Lead isotopic compositions were measured at the MPI in Mainz. All samples (30 ng loads) were measured at least twice to ensure reproducibility of the results, and the mean values corrected for fractionation by about 1.4 per mil amu**-1 are given. Replicate analysis of 30 ng NBS 982 (n = 33) demonstrate that the external precision (2 sigma) in the isotope ratios is 0.46 per mil amu**-1 for the 206Pb/204Pb and 0.40 per mil amu**-1 for the 207Pb/204Pb and 208Pb/204Pb values. The fractionation factor was calculated using the NBS 982 values given in Todt et al. (1993). We were able to improve the procedural blank during the course of this study from about 150 pg to about 50 pg Pb. Lead concentrations were determined on freeze-dried samples by isotope dilution mass spectrometry using a moderately enriched 205Pb spike and corrected to 105°C dried bulk sediment samples.
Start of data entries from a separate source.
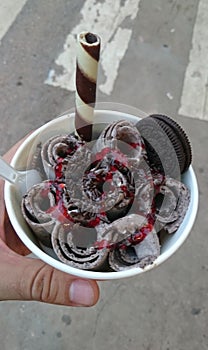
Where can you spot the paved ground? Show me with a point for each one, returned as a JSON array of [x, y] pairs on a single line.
[[166, 309]]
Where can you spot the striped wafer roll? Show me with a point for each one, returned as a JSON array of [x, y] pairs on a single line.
[[88, 53]]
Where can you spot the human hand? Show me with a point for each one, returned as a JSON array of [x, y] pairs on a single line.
[[23, 278]]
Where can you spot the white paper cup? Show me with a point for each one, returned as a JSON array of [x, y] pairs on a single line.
[[65, 124]]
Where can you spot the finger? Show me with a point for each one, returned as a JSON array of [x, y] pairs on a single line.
[[31, 279]]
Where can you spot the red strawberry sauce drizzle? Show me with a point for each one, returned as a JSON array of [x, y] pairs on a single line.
[[61, 213]]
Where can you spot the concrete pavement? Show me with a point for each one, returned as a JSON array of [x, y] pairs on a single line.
[[167, 308]]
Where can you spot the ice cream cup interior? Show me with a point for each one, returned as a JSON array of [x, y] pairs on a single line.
[[13, 200]]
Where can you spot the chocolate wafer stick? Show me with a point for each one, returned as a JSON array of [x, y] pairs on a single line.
[[86, 77]]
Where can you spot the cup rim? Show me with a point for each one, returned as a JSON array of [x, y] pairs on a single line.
[[186, 228]]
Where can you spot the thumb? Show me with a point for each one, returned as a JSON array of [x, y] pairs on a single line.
[[31, 279]]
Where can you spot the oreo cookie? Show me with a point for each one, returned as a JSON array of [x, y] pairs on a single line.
[[167, 145]]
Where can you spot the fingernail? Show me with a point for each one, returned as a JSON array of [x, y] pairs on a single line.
[[81, 293]]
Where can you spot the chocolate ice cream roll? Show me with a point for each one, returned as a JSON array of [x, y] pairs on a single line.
[[57, 149], [140, 247], [37, 206], [121, 155], [125, 137], [171, 202], [74, 245]]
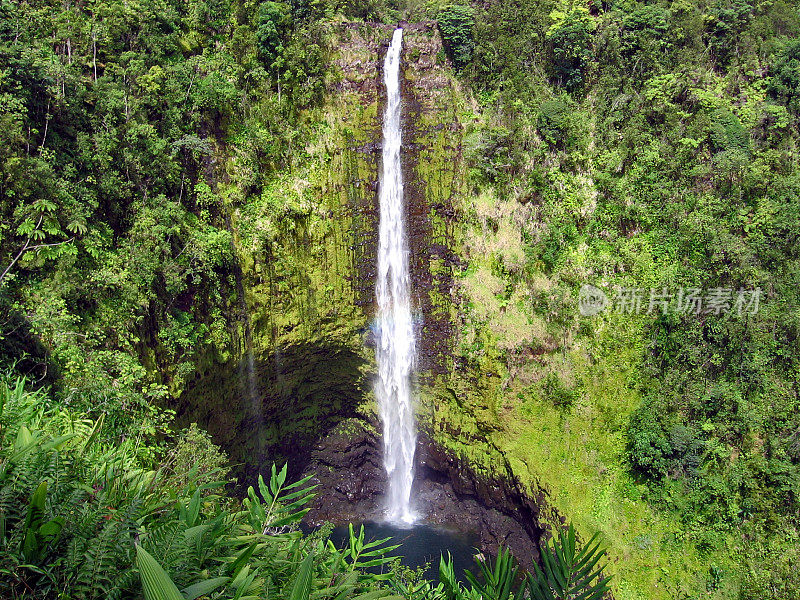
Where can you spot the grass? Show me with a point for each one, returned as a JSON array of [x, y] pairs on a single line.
[[577, 455]]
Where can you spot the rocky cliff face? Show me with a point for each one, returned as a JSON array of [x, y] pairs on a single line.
[[301, 388]]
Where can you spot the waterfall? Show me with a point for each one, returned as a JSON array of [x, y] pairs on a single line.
[[395, 346]]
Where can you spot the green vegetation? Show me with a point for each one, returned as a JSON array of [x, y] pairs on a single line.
[[87, 511], [179, 183]]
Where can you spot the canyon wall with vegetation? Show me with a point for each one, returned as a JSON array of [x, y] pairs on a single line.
[[189, 206]]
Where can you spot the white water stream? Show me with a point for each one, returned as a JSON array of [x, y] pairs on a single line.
[[395, 349]]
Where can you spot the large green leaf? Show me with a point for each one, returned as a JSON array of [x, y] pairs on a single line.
[[157, 585]]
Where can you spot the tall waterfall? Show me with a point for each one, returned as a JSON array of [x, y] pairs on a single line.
[[395, 348]]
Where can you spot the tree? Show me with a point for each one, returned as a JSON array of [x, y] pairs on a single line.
[[455, 24], [570, 36]]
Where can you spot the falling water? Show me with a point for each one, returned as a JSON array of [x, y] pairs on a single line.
[[395, 348]]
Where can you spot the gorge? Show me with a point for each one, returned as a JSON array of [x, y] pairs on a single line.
[[354, 239]]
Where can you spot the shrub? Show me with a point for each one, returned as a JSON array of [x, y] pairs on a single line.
[[784, 84], [571, 40], [644, 37], [553, 122], [455, 24]]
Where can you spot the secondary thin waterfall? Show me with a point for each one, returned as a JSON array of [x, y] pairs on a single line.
[[395, 348]]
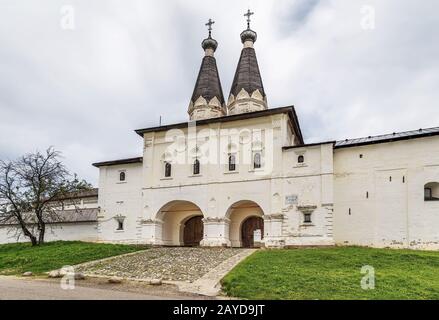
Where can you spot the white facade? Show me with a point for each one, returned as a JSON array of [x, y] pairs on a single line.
[[379, 198], [79, 222], [347, 191]]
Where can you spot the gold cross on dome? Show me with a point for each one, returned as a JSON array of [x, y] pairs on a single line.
[[209, 26], [248, 15]]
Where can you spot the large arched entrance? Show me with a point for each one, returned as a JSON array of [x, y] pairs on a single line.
[[182, 224], [193, 231], [246, 227], [251, 228]]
The reproducibility was determined by duplicate analysis to be better than 1%. The in situ Pb concentrations were calculated using DSDP/ODP data on the wet water content, or the bulk density and porosity for the respective core intervals. The amount of metalliferous components were estimated by microscopic smear slide investigations. The uncertainties are relatively large (20%, relative) and increase towards lower concentrations.